Variable | DCD (n = 17) | DCD + ADHD (n = 22) | ||||||
---|---|---|---|---|---|---|---|---|
Pre-test Median (IQR) | Post-test Median (IQR) | Follow-up Median (IQR) | Effect size | Pre-test Median (IQR) | Post-test Median (IQR) | Follow-up Median (IQR) | Effect size | |
PQRS | 3.3 (1.3) | 6.7 (1.7) | 6.0 (1.2) | 0.8* | 3.0 (1.9) | 5.5 (2.3) | 5.2 (1.4) | 0.4* |
BOT-2 (percentile) | 12 (15.0) | 12 (12.0) | 14 (20.0) | 0.6* | 11 (9.3) | 21 (14.0) | 15 (12.1) | 0.08 |
ADHD: attention deficit hyperactivity disorder; BOT-2: Bruininks-Oseretsky Test of Motor Proficiency – 2nd edition; DCD: developmental coordination disorder; IQR: inter-quartile range; PQRS: Performance QualityRating Scale.
* Bonferroni-corrected p < 0.001.
Discussion
Our findings support existing literature indicating the Cognitive Orientation to daily Occupational Performance intervention is effective in improving the self-perceived motor performance and satisfaction in child-chosen motor goals as well as quality of motor performance in children with developmental coordination disorder and children with developmental coordination disorder with co-occurring attention deficit hyperactivity disorder.12,13,28,29 As expected, the underlying motor skills assessed by the Bruininks-Oseretsky Test of Motor Proficiency – 2nd ed. did not show a significant improvement immediately after the Cognitive Orientation to daily Occupational Performance intervention.

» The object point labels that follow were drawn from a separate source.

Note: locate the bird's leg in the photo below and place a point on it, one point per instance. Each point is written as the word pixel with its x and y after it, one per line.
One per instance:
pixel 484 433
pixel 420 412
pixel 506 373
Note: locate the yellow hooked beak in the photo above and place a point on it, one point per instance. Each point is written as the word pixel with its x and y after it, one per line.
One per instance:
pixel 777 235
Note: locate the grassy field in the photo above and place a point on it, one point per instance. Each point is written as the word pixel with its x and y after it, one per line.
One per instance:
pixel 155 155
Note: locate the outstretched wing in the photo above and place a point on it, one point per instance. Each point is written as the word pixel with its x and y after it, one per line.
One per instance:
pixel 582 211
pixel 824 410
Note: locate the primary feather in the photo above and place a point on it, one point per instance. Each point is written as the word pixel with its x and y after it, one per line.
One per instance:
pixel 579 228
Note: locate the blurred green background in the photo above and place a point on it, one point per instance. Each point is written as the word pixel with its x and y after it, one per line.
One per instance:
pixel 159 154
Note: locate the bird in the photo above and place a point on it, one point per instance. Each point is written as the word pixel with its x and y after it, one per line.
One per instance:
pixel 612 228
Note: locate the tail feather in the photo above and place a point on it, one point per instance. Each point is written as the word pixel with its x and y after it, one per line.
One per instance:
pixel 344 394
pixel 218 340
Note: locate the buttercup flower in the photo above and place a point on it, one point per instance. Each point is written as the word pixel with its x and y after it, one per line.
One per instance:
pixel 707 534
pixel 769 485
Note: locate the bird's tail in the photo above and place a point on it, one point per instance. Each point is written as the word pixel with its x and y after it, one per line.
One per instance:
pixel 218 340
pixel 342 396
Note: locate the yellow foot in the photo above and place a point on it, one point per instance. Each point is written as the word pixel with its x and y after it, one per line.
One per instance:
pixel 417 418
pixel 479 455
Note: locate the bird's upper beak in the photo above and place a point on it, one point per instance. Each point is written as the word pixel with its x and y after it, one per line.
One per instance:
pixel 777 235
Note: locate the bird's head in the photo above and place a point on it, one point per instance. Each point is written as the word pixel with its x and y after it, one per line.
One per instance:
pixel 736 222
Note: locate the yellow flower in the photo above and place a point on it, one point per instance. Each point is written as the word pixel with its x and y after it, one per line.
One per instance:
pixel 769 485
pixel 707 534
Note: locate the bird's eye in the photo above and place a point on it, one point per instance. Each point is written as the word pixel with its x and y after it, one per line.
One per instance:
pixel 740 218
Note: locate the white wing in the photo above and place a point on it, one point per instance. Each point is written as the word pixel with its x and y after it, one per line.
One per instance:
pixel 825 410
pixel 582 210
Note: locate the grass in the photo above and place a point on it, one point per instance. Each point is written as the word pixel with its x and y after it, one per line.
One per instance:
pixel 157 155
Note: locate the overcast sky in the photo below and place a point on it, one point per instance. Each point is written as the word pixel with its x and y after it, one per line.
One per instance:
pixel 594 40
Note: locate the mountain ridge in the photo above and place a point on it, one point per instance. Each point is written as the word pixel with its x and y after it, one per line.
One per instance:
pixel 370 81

However, in the follow-up assessment, children with developmental coordination disorder showed improvements in their quality of movement on the Performance Quality Rating Scale as well as their overall motor ability assessed by the Bruininks-Oseretsky Test of Motor Proficiency – 2nd ed. when compared to their pre-intervention assessment. In contrast, children with developmental coordination disorder with co-occurring attention deficit hyperactivity disorder only showed improved goal-specific performance quality after three months. In what follows, we discussed our results in the context of main Cognitive Orientation to daily Occupational Performance objectives addressed in this study, including skill acquisition and transfer. 12
To date, our study is the largest randomized controlled trial investigating the effectiveness of Cognitive Orientation to daily Occupational Performance intervention. In line with our results, several studies have reported the effect of cognitive task-based approaches such as Cognitive Orientation to daily Occupational Performance on “skill acquisition” of trained tasks in children with developmental coordination disorder,12,13,29 attention deficit hyperactivity disorder, 28 autism spectrum disorder, 30 and cerebral palsy. 31 Moreover, children with developmental coordination disorder and those with co-occurring attention deficit hyperactivity disorder benefited from the intervention to a similar extent, as we did not observe any difference between the two groups. We reported that 90% to 92% of participants with developmental coordination disorder with co-occurring attention deficit hyperactivity disorder showed clinically significant improvement in their motor performance and satisfaction. Similarly, Gharebaghy and colleagues demonstrated that almost 100% of children with attention deficit hyperactivity disorder had clinically significant improvement in their motor performance and satisfaction from both their own perspective and their parents. 28 Moreover, Green and colleagues found that children with co-morbidities (e.g. attention deficit hyperactivity disorder, learning difficulty) still benefit from the Cognitive Orientation to daily Occupational Performance intervention while they may continue to have difficulties. 32
More importantly, both children with developmental coordination disorder and children with developmental coordination disorder with co-occurring attention deficit hyperactivity disorder maintained their task-specific motor improvements three months after the intervention, highlighting maintenance of these skills after intervention had stopped. In line with our results, parents of children with developmental coordination disorder have reported increased use of previously learned motor skills and cognitive strategies seven to 13 months after intervention, 13 highlighting the lasting treatment effect of Cognitive Orientation to daily Occupational Performance.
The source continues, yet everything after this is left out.